Le diagnostic d’une maladie de la peau peut se faire de deux façons. Le médecin peut reconnaître une maladie qu’il a déjà vue au préalable : il s’agit alors d’un raisonnement analogique. Cela suppose de l’expérience et une mémoire visuelle. Ailleurs, l’examinateur recueille tous les signes présents et formule, à partir de ces signes, un ou plusieurs diagnostics différentiels : il s’agit alors d’un raisonnement analytique. Cela implique la capacité d’identifier correctement les signes présents (séméiologie) et de pouvoir les intégrer dans un raisonnement diagnostique, donc de connaître les signes des différentes maladies (nosologie). Cette démarche permet de diagnostiquer des maladies sans les avoir vues au préalable. Dans ce chapitre un algorithme permettant de réaliser une démarche diagnostique analytique est proposé. Un algorithme a des avantages et des inconvénients. Il est particulièrement utile dans deux situations :

pour le « débutant », un algorithme permet de suivre une démarche diagnostique cohérente et de formuler un diagnostic différentiel, sans aucune expérience préalable, ce qui est particulièrement difficile dans une discipline qui implique une reconnaissance visuelle comme la dermatologie. Cela est tout autant vrai pour d’autres disciplines visuelles comme la radiologie ou l’anatomopathologie ;
pour le médecin chevronné, le recours à l’algorithme peut être utile lorsqu’il bute sur un diagnostic et qu’il n’arrive pas à formuler un diagnostic différentiel satisfaisant ; dans ce cas, l’utilisation d’un algorithme et la démarche systématique qu’il implique peuvent être utiles pour compenser un oubli ou une erreur d’interprétation.

Toutefois, chaque algorithme possède des limites. La limite essentielle est que le raisonnement diagnostique tient en réalité compte de beaucoup plus d’éléments qu’il n’est possible d’intégrer dans un algorithme. La principale limite pratique de l’utilisation d’un algorithme résulte de leur construction : en effet, un algorithme propose une démarche qui repose sur une suite de questions qui s’enchaînent. De fait, si la réponse à une question est fausse, toute la suite le sera. Il faut donc être particulièrement vigilant dans les embranchements de l’algorithme et ne pas hésiter à les revoir lorsqu’on ne débouche pas sur des diagnostics différentiels cohérents. De même, parfois plusieurs réponses sont possibles — ou on hésite simplement entre deux réponses — et, dans ce cas, il est utile de formuler les diagnostics différentiels qui résultent des deux possibilités. Par ailleurs, il existe évidemment des redondances — inévitables — dans les différentes catégories diagnostiques, car une même maladie peut se manifester par différentes lésions élémentaires. Néanmoins, seule cette redondance permet de proposer un outil utile pour la pratique.

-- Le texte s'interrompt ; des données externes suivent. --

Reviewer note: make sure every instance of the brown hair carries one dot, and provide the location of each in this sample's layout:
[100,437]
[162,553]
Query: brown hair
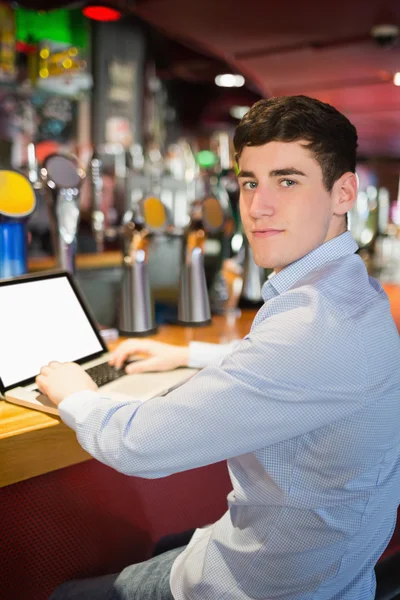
[329,134]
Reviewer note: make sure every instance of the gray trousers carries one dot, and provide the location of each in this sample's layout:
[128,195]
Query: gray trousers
[148,580]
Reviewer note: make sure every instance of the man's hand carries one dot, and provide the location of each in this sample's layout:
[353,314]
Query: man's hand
[159,356]
[59,380]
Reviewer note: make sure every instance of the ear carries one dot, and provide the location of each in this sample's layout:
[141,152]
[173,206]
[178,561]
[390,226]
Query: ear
[345,191]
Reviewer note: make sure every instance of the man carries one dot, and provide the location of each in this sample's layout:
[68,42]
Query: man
[308,401]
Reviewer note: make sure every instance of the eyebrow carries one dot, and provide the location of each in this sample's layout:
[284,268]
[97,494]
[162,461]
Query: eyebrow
[274,173]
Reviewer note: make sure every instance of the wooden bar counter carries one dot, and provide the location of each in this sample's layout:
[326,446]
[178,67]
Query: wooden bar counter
[33,443]
[66,516]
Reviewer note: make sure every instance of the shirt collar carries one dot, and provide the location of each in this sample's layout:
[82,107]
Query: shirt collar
[337,247]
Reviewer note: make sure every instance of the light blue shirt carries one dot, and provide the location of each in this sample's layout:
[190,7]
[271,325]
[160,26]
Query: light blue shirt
[306,408]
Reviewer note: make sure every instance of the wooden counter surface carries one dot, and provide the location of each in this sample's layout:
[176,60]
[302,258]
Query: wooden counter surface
[33,443]
[112,258]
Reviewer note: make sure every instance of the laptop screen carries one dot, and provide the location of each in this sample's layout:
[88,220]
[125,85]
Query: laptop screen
[42,319]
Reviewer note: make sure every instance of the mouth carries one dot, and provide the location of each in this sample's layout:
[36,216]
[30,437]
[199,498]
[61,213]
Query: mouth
[263,233]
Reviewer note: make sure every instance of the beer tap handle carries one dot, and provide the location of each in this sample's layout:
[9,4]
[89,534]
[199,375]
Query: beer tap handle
[33,170]
[98,217]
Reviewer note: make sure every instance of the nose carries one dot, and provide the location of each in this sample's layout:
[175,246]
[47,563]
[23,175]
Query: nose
[262,204]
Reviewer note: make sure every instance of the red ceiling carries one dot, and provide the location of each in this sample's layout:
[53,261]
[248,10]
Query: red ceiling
[315,48]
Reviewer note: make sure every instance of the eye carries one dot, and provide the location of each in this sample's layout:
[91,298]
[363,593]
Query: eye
[287,183]
[249,185]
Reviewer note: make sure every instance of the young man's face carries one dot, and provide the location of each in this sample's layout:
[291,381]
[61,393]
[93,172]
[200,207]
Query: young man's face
[285,209]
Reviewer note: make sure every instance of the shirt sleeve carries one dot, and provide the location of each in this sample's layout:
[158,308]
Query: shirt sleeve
[202,354]
[295,372]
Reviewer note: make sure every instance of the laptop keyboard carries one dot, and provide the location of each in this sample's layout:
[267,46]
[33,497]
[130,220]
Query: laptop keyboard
[102,374]
[105,373]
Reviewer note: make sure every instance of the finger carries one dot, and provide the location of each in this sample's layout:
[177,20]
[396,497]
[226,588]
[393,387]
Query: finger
[126,350]
[145,366]
[40,382]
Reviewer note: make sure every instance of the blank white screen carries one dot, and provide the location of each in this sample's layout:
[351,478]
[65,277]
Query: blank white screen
[41,321]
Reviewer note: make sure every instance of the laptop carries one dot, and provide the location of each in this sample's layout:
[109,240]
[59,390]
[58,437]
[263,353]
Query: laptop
[43,318]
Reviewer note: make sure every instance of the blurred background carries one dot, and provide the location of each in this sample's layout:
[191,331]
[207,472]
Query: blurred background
[153,89]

Au bout, il reste toujours une liste de plusieurs maladies parmi lesquelles le clinicien devra choisir. Cette dernière étape du diagnostic ne pourra être franchie que par l’expérience clinique ou le recours à certains examens complémentaires, notamment la biopsie cutanée. C’est au plus tard à cette étape aussi qu’il faut quitter l’algorithme pour recourir au raisonnement clinique qui tient compte non seulement de la lésion cutanée, mais également de l’impression générale et du profil du malade, des données de l’interrogatoire, du terrain (âge, sexe, antécédents, etc.), des autres signes cliniques ainsi que de la séméiologie fine des lésions identifiées. Ce sont ainsi par exemple la fièvre vespérale et les arthralgies qui permettront de rattacher une éruption érythémateuse fugace à une maladie de Still ou c’est la notion de contact de la peau avec un acide qui permettra d’identifier la cause d’une ulcération. Ailleurs, par exemple parmi les lésions palpables, c’est l’aspect blanc porcelainé d’une papule, un peu déprimée au centre et avec une bordure télangiectasique, qui permettra de reconnaître une maladie de Köhlmeier-Degos, alors que c’est la couleur pourpre d’une papule polygonale, plane, prurigineuse recouverte d’un très fin réseau kératosique blanchâtre qui permettra de poser le diagnostic de lichen.

Quoi qu’il en soit, il est bon de sortir de l’algorithme dès que l’on a acquis une connaissance et une pratique suffisantes. Le raisonnement diagnostique, faisant appel à beaucoup plus d’éléments que les quelques questions de l’algorithme, doit alors reprendre le dessus.